The typical measure of success is how much money a person has or how much stuff they own. Buying things has become an act of proving success and worth. We’ve got it wrong. Buying stuff can actually delay your dreams and bring you further away from the life you want. Here’s how.
Most of us have useless material things just taking up space in our homes because we thought we needed it. A cluttered home is proven to drain mental energy and cause stress. It’s so easy to wind up on the hamster wheel of consumerism that causes this. The more we buy, the faster the wheel spins. Our efforts and resources are diverted from discovering what we’re actually looking for and into this hollowing of the soul.
Whenever I’m tempted to purchase something, I try to decide whether or not the money is better spent in more important areas of my life like saving for house, investing for my planned early retirement (I can’t wait to delve into that topic!), funding upgrades for my side businesses, or some other thing in the same line of thinking.
I go to the store with the intent to purchase some useless thing after convincing myself that I deserve it. I work hard, and I want to keep up with the material success of those I know on social media. But I want to reach my goals more than I want that bigger T.V, better headphones, or bottle of Jack.
Buy with purpose. Control your spending instead of being controlled by it. Sometimes I give in, especially when I’m stressed or hungry and my willpower is low. Strategic weakness can be useful, though. Remembering that I gave in before strengthens my resolve for the next time those urges rear their ugly head.
The value of our life comes from what we do and who we are, not from the stuff we own. Money can buy relative happiness up to $75,000, as that’s the generally accepted number where we can live a really comfortable life, but beyond that, happiness levels typically remain the same. Hedonic adaptation is a real thing. You get something new and exciting but we are biologically inclined to adapt. The joy we get from things subsides back to pre-purchase levels over time.
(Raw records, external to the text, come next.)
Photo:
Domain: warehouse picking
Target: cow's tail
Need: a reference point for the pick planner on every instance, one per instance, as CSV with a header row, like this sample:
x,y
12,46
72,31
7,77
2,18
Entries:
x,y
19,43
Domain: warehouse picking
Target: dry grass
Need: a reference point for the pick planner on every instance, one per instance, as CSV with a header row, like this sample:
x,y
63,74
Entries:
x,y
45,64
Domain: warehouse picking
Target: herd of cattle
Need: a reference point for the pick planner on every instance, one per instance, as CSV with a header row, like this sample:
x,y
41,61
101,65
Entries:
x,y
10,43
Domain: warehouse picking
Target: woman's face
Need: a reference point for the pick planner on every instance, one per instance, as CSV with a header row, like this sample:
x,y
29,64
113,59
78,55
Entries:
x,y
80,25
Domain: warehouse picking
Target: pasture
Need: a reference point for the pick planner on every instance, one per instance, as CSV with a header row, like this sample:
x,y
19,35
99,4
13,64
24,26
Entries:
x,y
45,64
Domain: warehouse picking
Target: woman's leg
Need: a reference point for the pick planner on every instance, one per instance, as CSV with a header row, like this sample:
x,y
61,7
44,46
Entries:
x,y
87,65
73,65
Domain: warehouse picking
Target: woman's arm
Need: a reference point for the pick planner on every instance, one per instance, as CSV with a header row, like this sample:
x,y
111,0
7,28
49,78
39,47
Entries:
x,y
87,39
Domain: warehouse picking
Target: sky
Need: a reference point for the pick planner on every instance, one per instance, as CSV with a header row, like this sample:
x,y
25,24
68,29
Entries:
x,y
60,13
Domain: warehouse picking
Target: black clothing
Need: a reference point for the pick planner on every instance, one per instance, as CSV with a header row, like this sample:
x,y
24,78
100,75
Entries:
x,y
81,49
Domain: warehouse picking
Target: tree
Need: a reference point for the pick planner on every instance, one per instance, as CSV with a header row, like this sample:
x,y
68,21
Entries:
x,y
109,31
Aside from supporting ourselves and our families, money is better spent on experiences and not just things.
I try to look at money more like a question or a challenge: “Alright, what can you make happen that matters? Let’s see what you’ve got. Stretch me. Make me grow.”
Money is either a tool or a master. The choice is ours. It’s easier than ever to waste our life by focusing on the wrong things, like material wealth. The only currency that truly matters is time. We never stop spending it, and we can never get more. It’s what we do with each purchase that will make the difference.